Alkynes are characterized by having a triple bond between two carbon atoms, making them more reactive than their alkene and alkane counterparts.
Introducing a triple bond significantly alters the physical and chemical properties of the molecule, making it a valuable intermediate in various organic synthesis reactions.
Dehydrohalogenation
Dehydrohalogenation is a chemical reaction that involves the elimination of a hydrogen halide (HX) from an organic molecule. In the case of 1,1-Dibromopentane, the molecule undergoes double dehydrohalogenation when treated with a strong base like sodamide:
CH3-CH2-CH2-CH2-CBr2 + 2 NaNH2 → CH3-CH2-CH2-CH2-C≡CH.
In this process, each dehydrohalogenation removes one hydrogen (H) and one bromine (Br) atom, eventually leading to the formation of a triple bond between the carbon atoms.

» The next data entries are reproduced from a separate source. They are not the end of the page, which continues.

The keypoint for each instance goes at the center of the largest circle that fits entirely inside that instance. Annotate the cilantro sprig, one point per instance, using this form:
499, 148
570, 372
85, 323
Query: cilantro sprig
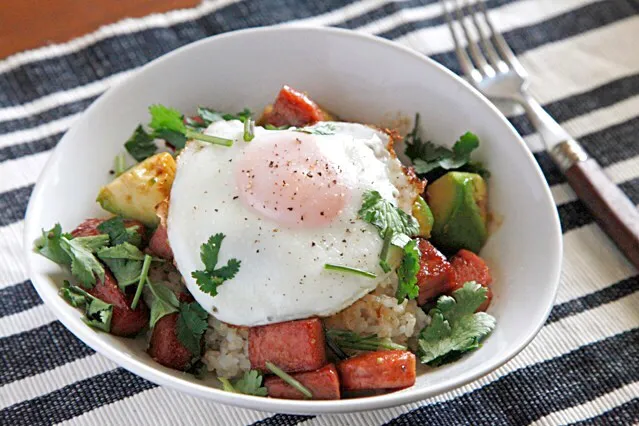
211, 277
432, 161
249, 384
349, 270
165, 302
119, 233
97, 313
191, 325
141, 145
388, 218
208, 116
78, 253
394, 225
169, 124
455, 327
407, 273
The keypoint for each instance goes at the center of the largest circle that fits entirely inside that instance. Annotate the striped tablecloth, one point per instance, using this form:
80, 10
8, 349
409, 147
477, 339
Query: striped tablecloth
583, 367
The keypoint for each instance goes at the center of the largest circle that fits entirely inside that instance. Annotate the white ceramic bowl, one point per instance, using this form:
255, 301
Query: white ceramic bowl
360, 78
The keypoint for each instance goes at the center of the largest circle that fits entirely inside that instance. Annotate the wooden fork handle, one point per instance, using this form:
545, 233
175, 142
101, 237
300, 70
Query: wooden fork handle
614, 212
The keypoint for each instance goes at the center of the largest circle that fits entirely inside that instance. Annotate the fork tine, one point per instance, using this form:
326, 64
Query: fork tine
493, 57
464, 60
501, 44
475, 52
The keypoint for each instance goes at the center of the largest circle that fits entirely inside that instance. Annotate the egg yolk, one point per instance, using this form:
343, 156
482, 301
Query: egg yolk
286, 177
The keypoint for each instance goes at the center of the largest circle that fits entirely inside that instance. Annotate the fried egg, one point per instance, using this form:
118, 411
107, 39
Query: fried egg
287, 203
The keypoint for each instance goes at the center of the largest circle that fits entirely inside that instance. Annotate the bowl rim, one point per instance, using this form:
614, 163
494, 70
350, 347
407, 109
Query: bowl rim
155, 374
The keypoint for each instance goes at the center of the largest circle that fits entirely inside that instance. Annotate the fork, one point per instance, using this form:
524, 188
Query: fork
492, 68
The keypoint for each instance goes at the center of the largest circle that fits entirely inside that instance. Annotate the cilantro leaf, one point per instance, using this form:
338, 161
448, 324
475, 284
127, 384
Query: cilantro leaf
93, 243
140, 145
73, 295
462, 149
164, 302
97, 313
168, 123
407, 273
388, 218
211, 278
433, 161
251, 384
126, 272
125, 261
455, 327
165, 118
84, 265
49, 245
123, 250
118, 232
191, 325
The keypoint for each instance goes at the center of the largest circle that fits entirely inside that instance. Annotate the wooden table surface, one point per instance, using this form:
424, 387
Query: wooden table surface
26, 24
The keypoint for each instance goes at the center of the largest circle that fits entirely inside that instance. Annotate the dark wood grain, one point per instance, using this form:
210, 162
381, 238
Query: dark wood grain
614, 212
26, 24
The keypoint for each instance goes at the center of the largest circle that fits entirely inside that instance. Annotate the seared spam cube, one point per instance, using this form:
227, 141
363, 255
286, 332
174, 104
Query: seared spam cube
322, 383
293, 346
467, 266
125, 321
434, 272
292, 108
458, 201
135, 193
378, 370
165, 347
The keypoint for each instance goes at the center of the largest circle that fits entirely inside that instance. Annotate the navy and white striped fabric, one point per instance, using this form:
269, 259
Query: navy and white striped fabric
583, 368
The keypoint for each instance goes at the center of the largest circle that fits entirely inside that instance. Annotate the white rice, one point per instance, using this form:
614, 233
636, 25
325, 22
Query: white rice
226, 353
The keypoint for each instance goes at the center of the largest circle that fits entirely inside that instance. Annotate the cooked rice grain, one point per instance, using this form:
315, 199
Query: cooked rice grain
226, 352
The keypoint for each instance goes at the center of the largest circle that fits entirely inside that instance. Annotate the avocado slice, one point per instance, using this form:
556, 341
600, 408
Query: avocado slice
424, 217
458, 201
135, 193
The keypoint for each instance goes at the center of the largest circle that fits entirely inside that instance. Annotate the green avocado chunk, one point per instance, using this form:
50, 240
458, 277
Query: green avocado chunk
135, 193
424, 217
458, 201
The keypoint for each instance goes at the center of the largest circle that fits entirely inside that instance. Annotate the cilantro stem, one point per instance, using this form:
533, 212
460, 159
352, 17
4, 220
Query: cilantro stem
350, 340
191, 134
119, 165
383, 256
288, 379
143, 278
249, 129
350, 270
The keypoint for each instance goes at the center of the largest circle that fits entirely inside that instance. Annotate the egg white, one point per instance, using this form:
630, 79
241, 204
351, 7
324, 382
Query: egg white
282, 275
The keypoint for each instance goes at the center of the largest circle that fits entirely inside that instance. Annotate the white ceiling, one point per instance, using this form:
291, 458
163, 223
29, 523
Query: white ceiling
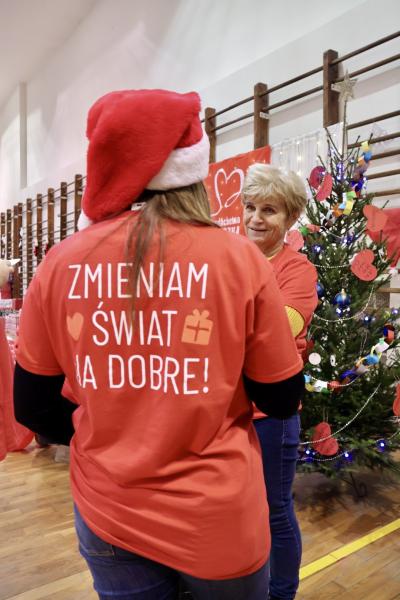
30, 31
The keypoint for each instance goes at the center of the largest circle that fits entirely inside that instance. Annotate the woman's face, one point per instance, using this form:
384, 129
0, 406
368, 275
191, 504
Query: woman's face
266, 223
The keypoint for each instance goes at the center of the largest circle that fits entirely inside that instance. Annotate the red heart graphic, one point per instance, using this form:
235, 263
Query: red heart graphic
325, 188
74, 325
227, 188
362, 266
295, 239
328, 447
376, 218
396, 403
316, 177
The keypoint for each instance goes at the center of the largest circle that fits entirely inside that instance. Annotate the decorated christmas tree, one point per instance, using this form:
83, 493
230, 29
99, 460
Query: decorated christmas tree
351, 410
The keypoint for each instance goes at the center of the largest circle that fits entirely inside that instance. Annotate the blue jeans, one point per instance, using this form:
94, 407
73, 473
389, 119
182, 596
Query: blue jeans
279, 440
124, 575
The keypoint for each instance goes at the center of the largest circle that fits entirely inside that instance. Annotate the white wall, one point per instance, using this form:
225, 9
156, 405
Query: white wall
218, 47
10, 152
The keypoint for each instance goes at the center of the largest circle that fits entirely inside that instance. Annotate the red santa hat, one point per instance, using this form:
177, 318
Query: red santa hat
141, 139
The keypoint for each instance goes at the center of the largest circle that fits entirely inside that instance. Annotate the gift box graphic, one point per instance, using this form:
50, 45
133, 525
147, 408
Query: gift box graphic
197, 328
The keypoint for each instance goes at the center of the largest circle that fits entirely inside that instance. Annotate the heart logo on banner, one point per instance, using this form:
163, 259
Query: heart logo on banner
74, 325
362, 266
376, 218
227, 188
295, 239
327, 447
396, 403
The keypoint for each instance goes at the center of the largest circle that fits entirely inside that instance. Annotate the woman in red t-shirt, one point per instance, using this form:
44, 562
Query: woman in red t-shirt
273, 201
158, 318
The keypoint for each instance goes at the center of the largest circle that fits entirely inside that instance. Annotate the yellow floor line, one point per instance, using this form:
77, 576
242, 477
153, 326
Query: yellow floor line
332, 557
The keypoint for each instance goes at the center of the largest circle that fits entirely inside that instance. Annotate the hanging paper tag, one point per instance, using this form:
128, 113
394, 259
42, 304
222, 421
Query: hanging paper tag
348, 207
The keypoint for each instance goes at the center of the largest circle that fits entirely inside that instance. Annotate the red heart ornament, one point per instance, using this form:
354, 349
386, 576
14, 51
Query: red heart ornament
316, 177
376, 218
362, 266
328, 447
325, 188
295, 239
396, 403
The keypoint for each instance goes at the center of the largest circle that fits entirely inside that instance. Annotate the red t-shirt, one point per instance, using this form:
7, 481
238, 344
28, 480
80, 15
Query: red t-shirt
165, 461
297, 280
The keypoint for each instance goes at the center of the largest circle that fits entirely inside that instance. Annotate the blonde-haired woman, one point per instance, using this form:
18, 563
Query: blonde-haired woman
273, 200
166, 470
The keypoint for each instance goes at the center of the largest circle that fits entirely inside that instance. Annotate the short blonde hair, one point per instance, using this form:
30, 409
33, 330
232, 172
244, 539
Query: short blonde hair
267, 181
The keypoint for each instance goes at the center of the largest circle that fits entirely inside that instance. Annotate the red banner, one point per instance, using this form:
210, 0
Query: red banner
224, 186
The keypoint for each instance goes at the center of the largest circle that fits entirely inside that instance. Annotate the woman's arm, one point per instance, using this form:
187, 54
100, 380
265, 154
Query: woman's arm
39, 405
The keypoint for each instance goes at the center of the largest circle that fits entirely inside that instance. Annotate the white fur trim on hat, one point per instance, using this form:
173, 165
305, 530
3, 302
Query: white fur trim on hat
184, 166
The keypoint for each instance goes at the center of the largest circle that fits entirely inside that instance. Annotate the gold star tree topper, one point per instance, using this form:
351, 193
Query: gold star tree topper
345, 87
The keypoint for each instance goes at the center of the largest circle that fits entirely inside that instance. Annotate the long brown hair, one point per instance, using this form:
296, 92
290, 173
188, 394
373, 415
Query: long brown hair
186, 205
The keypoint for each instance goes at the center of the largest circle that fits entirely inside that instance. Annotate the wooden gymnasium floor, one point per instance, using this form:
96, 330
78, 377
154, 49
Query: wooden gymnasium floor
39, 559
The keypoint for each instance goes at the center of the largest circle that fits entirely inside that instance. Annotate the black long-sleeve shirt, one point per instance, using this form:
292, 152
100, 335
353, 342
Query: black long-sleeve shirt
40, 406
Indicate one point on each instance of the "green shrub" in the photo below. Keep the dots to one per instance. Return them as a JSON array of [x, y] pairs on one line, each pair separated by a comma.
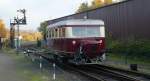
[[131, 47]]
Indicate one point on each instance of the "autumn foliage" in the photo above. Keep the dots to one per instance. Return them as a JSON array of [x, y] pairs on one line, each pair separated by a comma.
[[94, 4]]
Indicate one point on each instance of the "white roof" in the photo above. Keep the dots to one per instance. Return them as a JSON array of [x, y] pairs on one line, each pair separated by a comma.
[[77, 22]]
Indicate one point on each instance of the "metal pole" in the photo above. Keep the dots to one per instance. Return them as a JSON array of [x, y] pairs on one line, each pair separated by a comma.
[[18, 37]]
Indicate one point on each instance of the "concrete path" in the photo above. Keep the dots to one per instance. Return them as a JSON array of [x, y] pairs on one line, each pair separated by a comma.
[[8, 69]]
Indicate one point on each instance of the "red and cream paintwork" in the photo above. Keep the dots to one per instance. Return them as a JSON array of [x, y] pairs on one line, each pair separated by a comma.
[[68, 38]]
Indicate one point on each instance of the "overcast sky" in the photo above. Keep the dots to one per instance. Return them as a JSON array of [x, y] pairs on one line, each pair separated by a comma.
[[37, 10]]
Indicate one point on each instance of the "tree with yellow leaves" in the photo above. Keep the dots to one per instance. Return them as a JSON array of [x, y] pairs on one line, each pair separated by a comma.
[[100, 3], [94, 4], [3, 30]]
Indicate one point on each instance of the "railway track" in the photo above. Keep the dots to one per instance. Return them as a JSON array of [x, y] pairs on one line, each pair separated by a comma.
[[94, 72]]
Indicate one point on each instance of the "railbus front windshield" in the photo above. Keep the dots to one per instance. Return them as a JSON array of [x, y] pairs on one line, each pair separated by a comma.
[[86, 31]]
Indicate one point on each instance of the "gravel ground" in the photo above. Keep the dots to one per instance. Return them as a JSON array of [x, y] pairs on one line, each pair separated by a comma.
[[20, 68]]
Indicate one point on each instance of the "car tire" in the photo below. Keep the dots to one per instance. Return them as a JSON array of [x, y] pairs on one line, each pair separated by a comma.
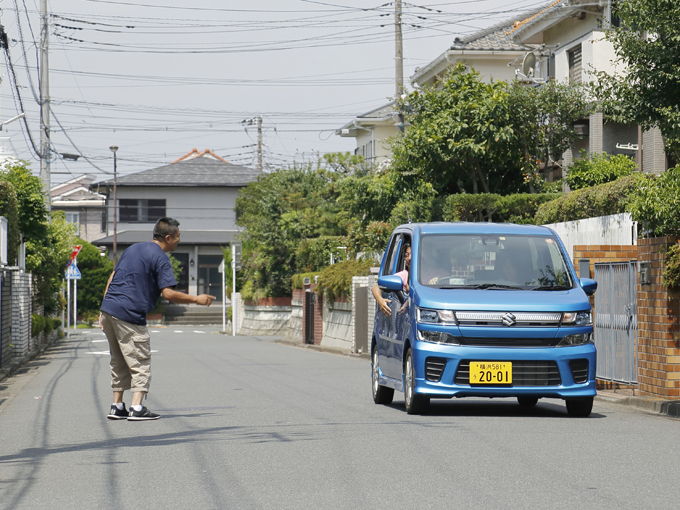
[[415, 404], [527, 401], [580, 407], [381, 394]]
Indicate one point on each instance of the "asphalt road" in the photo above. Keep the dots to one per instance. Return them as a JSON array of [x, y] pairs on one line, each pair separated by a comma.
[[249, 423]]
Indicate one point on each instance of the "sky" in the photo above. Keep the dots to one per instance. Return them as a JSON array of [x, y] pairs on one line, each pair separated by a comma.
[[158, 78]]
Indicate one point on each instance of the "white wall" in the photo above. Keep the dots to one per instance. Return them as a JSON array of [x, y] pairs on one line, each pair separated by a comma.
[[618, 229], [195, 208]]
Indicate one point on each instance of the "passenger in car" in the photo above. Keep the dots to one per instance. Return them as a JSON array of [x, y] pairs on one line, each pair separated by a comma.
[[384, 304]]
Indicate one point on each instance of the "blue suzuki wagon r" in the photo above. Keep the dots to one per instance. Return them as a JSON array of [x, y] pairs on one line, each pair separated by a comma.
[[482, 310]]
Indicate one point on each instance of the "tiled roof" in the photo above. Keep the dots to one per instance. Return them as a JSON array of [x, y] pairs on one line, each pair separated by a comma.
[[518, 24], [196, 171], [493, 38], [218, 237]]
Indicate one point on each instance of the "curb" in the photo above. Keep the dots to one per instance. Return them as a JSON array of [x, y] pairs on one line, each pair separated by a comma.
[[321, 348], [652, 405], [17, 363]]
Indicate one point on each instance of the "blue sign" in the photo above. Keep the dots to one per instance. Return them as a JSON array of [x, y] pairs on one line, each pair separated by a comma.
[[72, 273]]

This mechanism is crucial in organic synthesis, especially for creating unsaturated compounds like alkynes.
CH3-CH2-CH2-CH2-CBr2 + 2 NaNH2 → CH3-CH2-CH2-CH2-C≡CH.
In this process, each dehydrohalogenation removes one hydrogen (H) and one bromine (Br) atom, eventually leading to the formation of a triple bond between the carbon atoms. This mechanism is crucial in organic synthesis, especially for creating unsaturated compounds like alkynes.